Jack’s Trip to the Eye Doctor

May 11, 2012 at 3:58 pm | Posted in Uncategorized | Leave a comment

*** I wrote this about a week ago but couldn’t decide if I wanted to post it or not..so I’ll do two today*****

About four to six months ago our babysitter, my mom and I had all noticed that Jack squinted somtimes and often blinked a lot. We went to our regular pediatrician and she said it all looked good to her and the blinking might be a childhood tick, but we should go ahead and take him to the eye doctor anyway. I almost canceled the appointment because I hadn’t seen him do either of these things in over a week but decided that we would just take him anyway. I figrued the doctor would just tell us that he was fine and two year olds did wierd things.

When we got there the nurse put drops in his eyes and then we had to wait for them to dialte. We were there over an hour before we actually saw a doctor. I was extremely glad that my mom had come with me for this appointment. The kids were pretty good as far as two year olds are concered but keeping them quiet and happy that long isn’t an easy task. When we finally saw the doctor he held little lenses up and looked in Jack’s eye. He got one lense out first and then another.. I knew he wasn’t seeing twenty twenty vision and my heart dropped a little. Jack was so good. My little man who is normally yelling and running and never sits still did everything the doctor asked and sat quietly on my lap. The doctor didn’t say a word until he was done and then he said it, “Jack is going to need some glasses.” I wanted to cry. I know in the whole scheme of things it isn’t a big deal. I know we are so blessed as a family, we have a place to live, enough to eat and healthy otherwise but this was hard. My baby is going to have to wear glasses.. I had so many things running through my head but the doctor wasn’t done yet. He said jack was very nearsighted more so than most kids. He warned me that the glasses would be thick and make his eyes look magnified. I asked a few questions and the kids started to get fussy so we packed up and headed out to pick out glasses.

Jack didn’t even want to try the glasses on. I’m not sure how wearing them will be when he won’t even let us put them on his face.
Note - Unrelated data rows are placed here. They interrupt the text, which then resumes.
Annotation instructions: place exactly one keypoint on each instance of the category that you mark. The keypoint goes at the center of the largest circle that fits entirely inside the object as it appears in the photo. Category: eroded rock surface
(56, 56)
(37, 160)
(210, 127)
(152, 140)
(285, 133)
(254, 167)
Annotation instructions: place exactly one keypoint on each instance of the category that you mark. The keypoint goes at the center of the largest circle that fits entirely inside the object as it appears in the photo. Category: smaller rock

They had tons of cute choices but we went with the rubber ones…which are not as cute because the doctor, nurse and woman at the eye glass place recommended them. They don’t get in for over a week so we will start this new journey when we get back from florida.
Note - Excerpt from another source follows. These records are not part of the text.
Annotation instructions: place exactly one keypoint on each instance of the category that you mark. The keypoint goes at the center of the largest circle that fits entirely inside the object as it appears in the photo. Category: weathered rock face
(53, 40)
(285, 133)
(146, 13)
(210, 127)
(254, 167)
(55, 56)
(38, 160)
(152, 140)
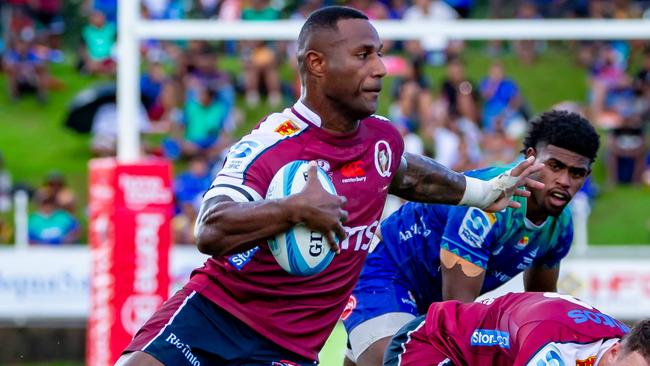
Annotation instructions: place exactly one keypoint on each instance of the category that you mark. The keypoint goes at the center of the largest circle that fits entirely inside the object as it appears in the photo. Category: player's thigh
(374, 354)
(379, 309)
(407, 348)
(137, 358)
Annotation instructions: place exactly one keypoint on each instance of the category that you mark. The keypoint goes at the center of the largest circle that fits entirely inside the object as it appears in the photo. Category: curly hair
(563, 129)
(638, 339)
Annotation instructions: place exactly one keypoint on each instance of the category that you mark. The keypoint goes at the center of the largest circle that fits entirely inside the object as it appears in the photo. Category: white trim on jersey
(170, 320)
(236, 191)
(569, 352)
(230, 181)
(307, 113)
(372, 330)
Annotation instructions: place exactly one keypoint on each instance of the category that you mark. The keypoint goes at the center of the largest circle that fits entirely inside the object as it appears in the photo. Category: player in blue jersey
(430, 253)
Jason is out of town right now and I put the kids to bed and immedeatly started reading everything I could find on the internet about kids and glasses. I looked at tips for getting kids to wear glasses, how to introduce them, how often we would go to the eye doctor, and all that jazz. Reading all of this information brought on a whole range of emotions. I don’t think I really processed any of this information until I was sitting in front of the computer reading.  I felt guilty for not taking Jack to the doctor sooner, I worried about how we will keep the glasses on and how we will make him understand they are important. I wondered what the world looks like to Jack. I wondered if he got headaches from not being able to see. I felt upset we had to buy the rubber glasses becasue they weren’t as cute.  

I know that someday and probably someday soon I will look back on this and laugh becuase something that seemed like such a big deal will not be a big deal at all.